In a daring flourish that Cooper pulls off with aplomb, Felicia asks what he would be giving up. He literally shows her by ushering her into a performance of Fancy Free, the Robbins ballet that would become On the Town. As the sailors leap about the stage, one of them gets flirty with Lenny, drawing him into the dance. Felicia and other figures from their lives follow, cleverly giving her — and us — a taste not only of the frenetic whirl she’s signing up for, but also of his sexuality and the push-pull struggle of fame, family and fidelity that would define their marriage.

Whether or not Bernstein saw wedlock as cover is left open to interpretation, but his love for Felicia is unequivocal. Their contract as depicted here is unorthodox but genuine, her strength of character and kindness providing a solid foundation. “There’s a price for being in my brother’s life,” Shirley tells her in a revealing moment. “You know that.” When they separate, Felicia even chides herself for underestimating that price: “It was my arrogance to think I could survive on what he could give. I miss him. That child of mine.”

Cooper orchestrates the steady build of emotionality with great assurance. He expertly deploys music like a heavenly choral version of “Make Your Garden Grow” from Candide to underscore Lenny’s depression, his artistic restlessness and fear of being alone.

One of the most powerful scenes is a recreation of Bernstein conducting Mahler’s Symphony No. 2 “Resurrection” with the London Symphony Orchestra at Ely Cathedral in 1973. Cooper captures the precision, the physicality and the ecstasy of Bernstein’s conducting in a plangent piece that ponders the continuation of life after death. When he rushes over to embrace Felicia at the end to the sound of thunderous applause, it’s a moving prelude to a final act of devastating sorrow, as her illness brings him back to her and pulls the family together.

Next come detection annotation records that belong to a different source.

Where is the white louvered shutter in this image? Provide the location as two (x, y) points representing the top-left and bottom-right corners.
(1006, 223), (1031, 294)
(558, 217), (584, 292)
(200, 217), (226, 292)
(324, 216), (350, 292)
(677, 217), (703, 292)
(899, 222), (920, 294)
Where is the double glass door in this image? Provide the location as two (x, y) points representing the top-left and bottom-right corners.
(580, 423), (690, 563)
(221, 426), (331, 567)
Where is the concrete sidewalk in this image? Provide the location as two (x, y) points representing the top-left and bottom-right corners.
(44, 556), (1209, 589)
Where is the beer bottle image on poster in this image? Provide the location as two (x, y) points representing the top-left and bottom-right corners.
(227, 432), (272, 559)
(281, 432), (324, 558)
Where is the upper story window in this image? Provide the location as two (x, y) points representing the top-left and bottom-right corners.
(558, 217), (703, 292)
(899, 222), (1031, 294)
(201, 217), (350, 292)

As much as a tribute to Bernstein’s charisma and musical genius, this is a psychologically nuanced study of a love that didn’t conform to the standard rules of marriage but was no less binding. The instantaneous change in Lenny, when Felicia’s condition causes him to completely realign his focus and dedicate himself exclusively to her needs, resolidifies any fracturing of their bond. Even after her death, when he’s dripping with coke sweat on a dance floor, wrapped around a male Tanglewood student a fraction of his age, his devotion to Felicia still resonates.

The film is expertly cast, down to the smallest roles, and made with enormous care and attention in every craft department. Libatique shoots primarily in the snug 1.33:1 aspect ratio and in black and white for the early decades, shifting into color and 1.85:1 for the later years. The many scenes at Tanglewood or in Connecticut give the impression of eternal summer — a motif echoed in an Edna St. Vincent Millay poem — taking on more muted tones as Felicia’s health declines. Mulligan is heartbreaking in those scenes.

The period evocation in Kevin Thompson’s production design is alive with specific detail, including a gorgeous recreation of the Dakota apartment. Mark Bridges’ costumes further enhance the vivid sense of time and place, in the stylish skirt suits, cocktail dresses and cardigans worn by Felicia, Shirley and the other women; the more playful outfits of the three Bernstein children; and most of all, the iconic looks of the man of himself, from his formalwear to his turtlenecks and his striped mariner t-shirt, bandana, jeans and sneakers.

Perhaps the most crucial craft contribution is the enveloping sound design, making you hear famous Bernstein works like his epic-scale Mass, his opera A Quiet Place or his magnificent overture to Candide as if for the first time.